Five votes from the minor Basque Nationalist Party are expected to swing a tightly-balanced no-confidence motion against Spain’s center-right prime minister Mariano Rajoy, whose party has been caught up in a kickback scandal.
“Resign, Mr Rajoy. Your time is up,” Pedro Sanchez, the leader of the opposition socialists PSOE, which initiated the motion, told Spain’s parliament during a specially-scheduled debate on Thursday morning, before calling for “democratic renewal”.
As Rajoy’s People’s Party (PP) holds only 134 out of 350 seats in the Congress of Deputies, the lower chamber of the Spanish parliament, the prime minister needs the support of others to survive Friday’s vote, which requires a simple majority.

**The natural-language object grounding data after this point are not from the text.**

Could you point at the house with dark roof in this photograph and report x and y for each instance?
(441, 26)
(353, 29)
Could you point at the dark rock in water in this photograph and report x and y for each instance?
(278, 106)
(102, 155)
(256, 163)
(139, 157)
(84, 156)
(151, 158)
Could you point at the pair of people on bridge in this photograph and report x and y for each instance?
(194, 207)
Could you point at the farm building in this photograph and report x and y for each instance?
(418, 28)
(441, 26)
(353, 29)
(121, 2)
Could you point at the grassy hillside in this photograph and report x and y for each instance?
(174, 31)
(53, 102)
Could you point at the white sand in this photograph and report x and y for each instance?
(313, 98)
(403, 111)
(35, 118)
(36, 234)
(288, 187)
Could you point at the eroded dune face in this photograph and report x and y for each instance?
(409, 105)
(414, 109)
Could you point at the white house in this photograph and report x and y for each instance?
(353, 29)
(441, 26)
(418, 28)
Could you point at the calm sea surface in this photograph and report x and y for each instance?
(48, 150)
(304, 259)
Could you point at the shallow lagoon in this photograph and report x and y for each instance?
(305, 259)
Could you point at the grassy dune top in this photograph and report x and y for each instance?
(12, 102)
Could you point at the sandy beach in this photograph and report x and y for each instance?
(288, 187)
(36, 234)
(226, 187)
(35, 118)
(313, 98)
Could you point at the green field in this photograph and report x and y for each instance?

With the socialists, Catalan parties and upstart leftists Podemos on one side, and liberal Ciudadanos abstaining, the Basque Nationalist Party (PNV) is left as the kingmaker with its handful of representatives.

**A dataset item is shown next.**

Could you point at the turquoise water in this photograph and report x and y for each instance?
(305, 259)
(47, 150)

Both factions have attempted to curry favor with it. Rajoy promised an increase in investment in the north-eastern region in last week’s budget, which the PNV helped to get over the line. Sanchez reassured the Basque nationalists by promising to stick to those spending commitments for the next year.
Multiple media reports circulated in the morning, suggesting that PNV had gone over to the no-confidence side, paving the way for a new socialist-led coalition. The party itself confirmed the decision on Thursday afternoon, leaving Rajoy to fall on his sword and resign himself, or face what looks like an inevitable defeat.
Meanwhile, a bitter debate ranged in the chamber, in which an unapologetic Rajoy, who has led the country since 2011, accused his ousters of “playing Mother Teresa” with corruption accusations in order to worm their way into power.
“Sanchez wants to reach the presidency, but not by winning elections like others,” said Rajoy, noting that PSOE captured a mere 85 seats at the last election in 2016. “Everything loses importance when it comes to your ambition. This is an unhelpful attempt to take advantage of any shortcut to reach power.”
Rajoy also defended his party over the corruption indictment that last week saw dozens of former PP officials and backers jailed for money laundering and fraud, for operating a kickbacks-for-contracts scheme between 1999 and 2006. PP itself was fined €240,000 for benefitting from the racket.
The 63-year-old prime minister said that the behavior of individuals was not reflective of the party as a whole, and pointed out numerous scandals in which opposition socialists have recently been embroiled.
While the so-called Gurtel court case served as a pretext for the latest proceedings, PP has been vulnerable to toppling ever since it stitched together a weak coalition following a political deadlock two years ago.
Even if the current motion were to somehow fail, Ciudadanos say they will launch no-confidence proceedings of its own, with the aim of calling a fresh election for autumn, which could produce a more decisive result, and another swing away from the teetering centrist parties.